We can then use those abbreviations the same way the defaults are used:

m = Chem.MolFromSmiles('c1ccccc1[Si](C)(C)C')
m

rdAbbreviations.CondenseMolAbbreviations(m,abbrevs,maxCoverage=0.6)

Using linkers

Abbreviations are used for terminal groups: a functional group which only has one connection to the rest of the molecule. CondenseMolAbbreviations() can also identify and replace linkers - sets of atoms with connections at both ends.

This is a bit trickier, and there are far fewer default linkers, but the functionality can still be useful.
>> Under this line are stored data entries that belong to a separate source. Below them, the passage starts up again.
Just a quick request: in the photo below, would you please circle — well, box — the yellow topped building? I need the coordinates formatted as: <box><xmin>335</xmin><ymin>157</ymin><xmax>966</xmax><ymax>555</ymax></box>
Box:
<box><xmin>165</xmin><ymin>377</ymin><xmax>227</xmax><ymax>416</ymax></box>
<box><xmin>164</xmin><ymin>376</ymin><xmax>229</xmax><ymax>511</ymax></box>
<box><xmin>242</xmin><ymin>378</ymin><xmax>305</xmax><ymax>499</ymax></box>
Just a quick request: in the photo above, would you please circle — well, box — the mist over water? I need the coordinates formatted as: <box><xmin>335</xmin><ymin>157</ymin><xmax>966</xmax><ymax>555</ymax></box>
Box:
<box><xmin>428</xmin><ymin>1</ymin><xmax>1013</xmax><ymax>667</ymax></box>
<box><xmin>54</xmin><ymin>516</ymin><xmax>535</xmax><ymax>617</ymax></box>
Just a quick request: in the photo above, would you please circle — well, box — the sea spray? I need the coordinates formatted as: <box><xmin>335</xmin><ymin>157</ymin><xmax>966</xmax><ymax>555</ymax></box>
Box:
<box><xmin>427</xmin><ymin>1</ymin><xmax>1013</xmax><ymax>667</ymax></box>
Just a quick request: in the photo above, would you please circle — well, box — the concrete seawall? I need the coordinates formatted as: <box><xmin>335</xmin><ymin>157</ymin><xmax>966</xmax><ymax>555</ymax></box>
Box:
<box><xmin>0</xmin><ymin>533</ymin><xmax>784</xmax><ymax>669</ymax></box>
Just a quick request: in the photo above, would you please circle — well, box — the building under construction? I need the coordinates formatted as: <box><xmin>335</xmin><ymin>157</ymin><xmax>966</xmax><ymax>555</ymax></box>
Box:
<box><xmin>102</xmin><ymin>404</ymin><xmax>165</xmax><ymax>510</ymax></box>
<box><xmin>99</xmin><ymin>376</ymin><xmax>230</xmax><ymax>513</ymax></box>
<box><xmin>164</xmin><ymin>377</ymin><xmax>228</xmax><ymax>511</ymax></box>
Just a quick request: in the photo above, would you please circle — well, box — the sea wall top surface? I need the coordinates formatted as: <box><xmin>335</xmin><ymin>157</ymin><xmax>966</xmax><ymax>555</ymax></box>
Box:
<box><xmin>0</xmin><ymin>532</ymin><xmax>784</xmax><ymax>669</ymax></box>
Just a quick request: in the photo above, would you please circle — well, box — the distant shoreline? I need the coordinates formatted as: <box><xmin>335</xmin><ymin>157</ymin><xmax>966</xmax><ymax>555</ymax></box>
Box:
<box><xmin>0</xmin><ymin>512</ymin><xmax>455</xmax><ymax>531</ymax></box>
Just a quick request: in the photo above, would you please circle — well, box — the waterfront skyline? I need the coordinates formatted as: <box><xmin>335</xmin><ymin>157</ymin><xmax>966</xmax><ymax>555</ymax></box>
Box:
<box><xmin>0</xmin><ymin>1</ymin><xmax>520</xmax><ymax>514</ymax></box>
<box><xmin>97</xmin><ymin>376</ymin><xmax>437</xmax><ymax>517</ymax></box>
Start by looking at the linkers that are available by default:

linkers =rdAbbreviations.GetDefaultLinkers()
for entry in linkers:
    print(entry.label,Chem.MolToSmiles(entry.mol))
PEG6 *OCCOCCOCCOCCOCCOCC
PEG5 *OCCOCCOCCOCCOCC
PEG4 *OCCOCCOCCOCC
PEG3 *OCCOCCOCC
Dec *CCCCCCCCCC
Non *CCCCCCCCC
Oct *CCCCCCCC
Hept *CCCCCCC

We apply linkers the same way we did abbreviations:

m = Chem.MolFromSmiles('c1ccccc1CCCCCCCc1ccccc1')
m

amol = rdAbbreviations.CondenseMolAbbreviations(m,linkers,maxCoverage=0.8)
amol

m = Chem.MolFromSmiles('c1ccccc1OCCOCCOCCOc1ccccc1')
m

amol = rdAbbreviations.CondenseMolAbbreviations(m,linkers,maxCoverage=0.8)
amol

One can argue about whether or not that last O should also be matched by the PEG3 linker. I’m happy to hear opinions about that.